Q: How did you handle the transition from the 8-bit to the 16-bit era? Were you a SEGA or Nintendo man?
Josh: I was excited to get my hands on anything. And when it seemed like all the world was getting N64’s, I had just finally gotten a Sega Genesis. But it wasn’t exactly out of preference. I have pretty much always just liked the privilege of getting my hands on something new. Maybe that’s why I still like trying so many different things?
Bryan: I completely understand where your coming from in regards to new things, especially technology. I’ve never been one for the “console wars” or anything like that, I just want to try the new and experience the different.
Q: Gaming has changed a lot over the years. Violence and even sexuality have become more realistic and pervasive. How do you deal with the blood sacrifices to demons in Darksiders or the sex scenes in Heavy Rain? As a Christian, how do you approach video games?
Josh: I don’t watch Game of Thrones because of the sex. I almost skipped Heavy Rain for precisely the same reason. But my curiosity got the best of me. I knew that at it’s core Heavy Rain was after something more important than the cheap sexualization that floods the game industry and I didn’t want to miss that. David Cage’s inclusion of the (optional) sex scene was part of his pursuit to make a video game with honest human expression. What happens when a father is pushed to his ultimate limit for his son? This was the core message of the game, but you don’t see that on the box behind the M rating.

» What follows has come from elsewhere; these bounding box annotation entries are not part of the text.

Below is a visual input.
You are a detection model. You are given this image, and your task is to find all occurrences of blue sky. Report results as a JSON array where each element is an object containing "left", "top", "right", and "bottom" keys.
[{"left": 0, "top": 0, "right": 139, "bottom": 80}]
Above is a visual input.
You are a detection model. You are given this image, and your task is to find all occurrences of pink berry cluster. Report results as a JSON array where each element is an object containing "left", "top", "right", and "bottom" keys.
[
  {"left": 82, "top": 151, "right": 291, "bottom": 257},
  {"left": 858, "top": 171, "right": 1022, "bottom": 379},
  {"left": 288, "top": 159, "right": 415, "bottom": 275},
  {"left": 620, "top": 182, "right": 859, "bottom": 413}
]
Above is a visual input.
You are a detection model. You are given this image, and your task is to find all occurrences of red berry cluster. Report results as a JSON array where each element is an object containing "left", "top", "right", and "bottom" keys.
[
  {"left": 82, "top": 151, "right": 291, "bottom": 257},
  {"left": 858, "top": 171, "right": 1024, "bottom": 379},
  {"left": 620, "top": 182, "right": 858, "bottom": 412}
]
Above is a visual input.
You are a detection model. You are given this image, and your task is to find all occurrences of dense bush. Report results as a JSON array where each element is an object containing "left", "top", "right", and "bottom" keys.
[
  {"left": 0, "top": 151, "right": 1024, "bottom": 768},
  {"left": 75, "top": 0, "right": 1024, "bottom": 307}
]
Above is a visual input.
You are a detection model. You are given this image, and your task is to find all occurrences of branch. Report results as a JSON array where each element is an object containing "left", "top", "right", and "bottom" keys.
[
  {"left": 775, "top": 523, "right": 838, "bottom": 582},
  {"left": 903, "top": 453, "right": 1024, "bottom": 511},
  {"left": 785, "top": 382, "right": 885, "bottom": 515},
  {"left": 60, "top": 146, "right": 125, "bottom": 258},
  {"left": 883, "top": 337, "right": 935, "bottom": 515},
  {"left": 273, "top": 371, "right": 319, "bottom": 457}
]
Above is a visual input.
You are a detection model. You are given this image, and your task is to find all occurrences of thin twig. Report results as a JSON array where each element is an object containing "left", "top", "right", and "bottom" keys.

My approach to games recognizes that I am sometimes the character on the screen and sometimes not. In Heavy Rain, there’s four characters that I gain control over. So, am I: Ethan, Madison, Norman, or Shelby? The truth is that I’m neither. But when given control of them, I dictate their actions to the degree of control that the designers afford. Right before Heavy Rain’s infamous sex scene, I have the option to make Ethan not kiss Madison, thus omitting that sexual encounter. Admittedly, you can’t play Heavy Rain without seeing a naked butt (Ethan’s). But all of the other scenes containing sex or nudity are up to the player.
But not all games afford that level of room for decision, often stripping the player of any control with a cut scene or obligating abhorrent behavior for the sake of progression. This is where the real question of engagement lies: am I sinning by “pulling the trigger” when I have no other option than to quit the game? Or in the case of a recent Bioshock Infinite player: do I forego the obligatory cultish baptism to enter Columbia? For some, the obvious answer is no. For the rest of us, there’s the question of agency: is it really me pulling the proverbial trigger in an artificial world? Or am I just a guy on the couch pressing a button for the sake of narrative progression?
Darksiders is a different beast. It represents the adolescent power fantasy (questing for power, violent conquest, and “cool” demonic imagery). But it’s also one of the first big games to tackle the Book of Revelation. Yes, it’s a loose take on all that (with some confusing spiritual imagery). And Jesus is completely absent from their narrative. But it was a step in the right direction for a discussion of religion and games, even if it did so clumsily.
I don’t think I ever made a sacrifice to demons. Though, the currency in that game is the souls of the enemies you defeat. So I guess that’s kinda gross. But that’s kinda par for the course.
My main attitude going into games is to discover where they’re maturing, not where they’re not. I’m not going to play God of War: Ascension. I’m not the least bit interested in Call of Duty. In my mind, these games are recessive, not adding anything to the medium in a meaningful way. Sure they may have refined the basic mechanics of violent conquest. But I want something that draws me into being a better human. I know that’s a tall order. But if you follow the games I write about, you might get converted (as I already am).